By Julia Prodis Sulek
Posted: 03/18/2010 06:18:58 PM PDT
Updated: 03/18/2010 10:06:58 PM PDT
Republican gubernatorial candidate Meg Whitman reached out to Latino business leaders at a San Jose luncheon Thursday, promising to create jobs, improve education and cut spending.
She didn’t mention a touchier topic: immigration. But after her question-and-answer session with the Greater San Jose Hispanic Chamber of Commerce at a Santana Row restaurant, Whitman told the Mercury News she is “100 percent against amnesty,” wants to crack down on employers who hire illegal immigrants and will eliminate “sanctuary cities” such as San Francisco that don’t enforce federal immigration laws.
Still, Whitman said, she hopes her plans to improve education and the economy will appeal to a Latino population that is struggling with low graduation rates and higher joblessness and juvenile incarceration numbers.
With Latinos making up 1 in 5 California voters, the former eBay chief and Atherton resident considers the Latino vote “extraordinarily important.”
“We cannot have an economic recovery in California without the Latino community involved,” Whitman said.
It appears she made headway among those who listened to her Thursday.
“I’ve never, ever voted Republican, but I might,” Marisa Escalera, a 30-year-old account executive at Spanish language Univision radio, said after Whitman’s speech. “I was wowed away.”

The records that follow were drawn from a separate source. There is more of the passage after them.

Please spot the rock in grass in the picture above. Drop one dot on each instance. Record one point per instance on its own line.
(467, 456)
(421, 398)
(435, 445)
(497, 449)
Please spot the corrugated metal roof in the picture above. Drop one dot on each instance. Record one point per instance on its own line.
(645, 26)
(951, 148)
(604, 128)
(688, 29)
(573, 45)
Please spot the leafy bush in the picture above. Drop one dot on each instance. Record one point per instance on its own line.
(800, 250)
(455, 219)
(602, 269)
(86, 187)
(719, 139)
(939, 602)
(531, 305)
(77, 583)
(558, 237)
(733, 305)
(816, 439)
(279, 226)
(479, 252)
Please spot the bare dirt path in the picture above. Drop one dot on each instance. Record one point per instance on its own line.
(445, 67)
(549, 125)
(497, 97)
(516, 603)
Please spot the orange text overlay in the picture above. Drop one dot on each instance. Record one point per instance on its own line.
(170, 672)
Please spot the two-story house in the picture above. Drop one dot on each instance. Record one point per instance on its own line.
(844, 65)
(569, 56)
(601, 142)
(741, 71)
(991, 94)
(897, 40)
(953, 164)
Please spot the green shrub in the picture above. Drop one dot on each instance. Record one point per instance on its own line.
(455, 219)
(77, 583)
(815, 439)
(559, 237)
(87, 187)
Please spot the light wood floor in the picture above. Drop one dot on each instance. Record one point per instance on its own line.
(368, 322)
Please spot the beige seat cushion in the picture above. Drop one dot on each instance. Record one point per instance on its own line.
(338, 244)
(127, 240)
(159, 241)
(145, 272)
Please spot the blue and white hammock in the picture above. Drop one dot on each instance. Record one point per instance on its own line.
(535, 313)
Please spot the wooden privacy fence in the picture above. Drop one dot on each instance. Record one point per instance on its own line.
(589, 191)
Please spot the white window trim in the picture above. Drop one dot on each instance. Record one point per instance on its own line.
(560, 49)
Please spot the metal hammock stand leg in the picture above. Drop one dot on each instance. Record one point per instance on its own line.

Katherinne Garzon, a Campbell real estate agent, was so moved by Whitman’s talk that she signed up afterward to help build the “MEGaMujeres” division of the Whitman campaign’s “MEGaWomen” coalition. And Garzon is a registered Democrat.
She said she appreciates Whitman’s stand on education, which also affects real estate values, and she has friends who worked under Whitman at eBay and who speak highly of her.
“She’s a strong leader, and I can’t help but admire that,” said Garzon, 39.
Whitman, who has already spent millions of her own to launch her campaign, has a wide lead over state Insurance Commissioner Steve Poizner for the Republican nomination in June. Poizner has worked to position himself as tougher on illegal immigration than Whitman, though on Thursday, Hispanic Chamber CEO Carlos Figueroa said his group was more interested in the state’s economy.
“Immigration is very dear to us, but it’s not a focus,” Figueroa said.
Whitman, a New York native, arrived at the luncheon Thursday with her husband, Stanford neurosurgeon Griff Harsh IV, who listened to her speech, then joined her with friends afterward at an outdoor table.
In her speech to the business group, she touted her success at San Jose-based eBay, which she joined as a startup, and said she understands the dynamics of the small businesses that have sprung up because of the online auction house.
If she wins in November, she said, she will work to streamline regulations, pointing by way of example to the 21/2 year bureaucratic process it took to break ground on a new building for eBay subsidiary PayPal.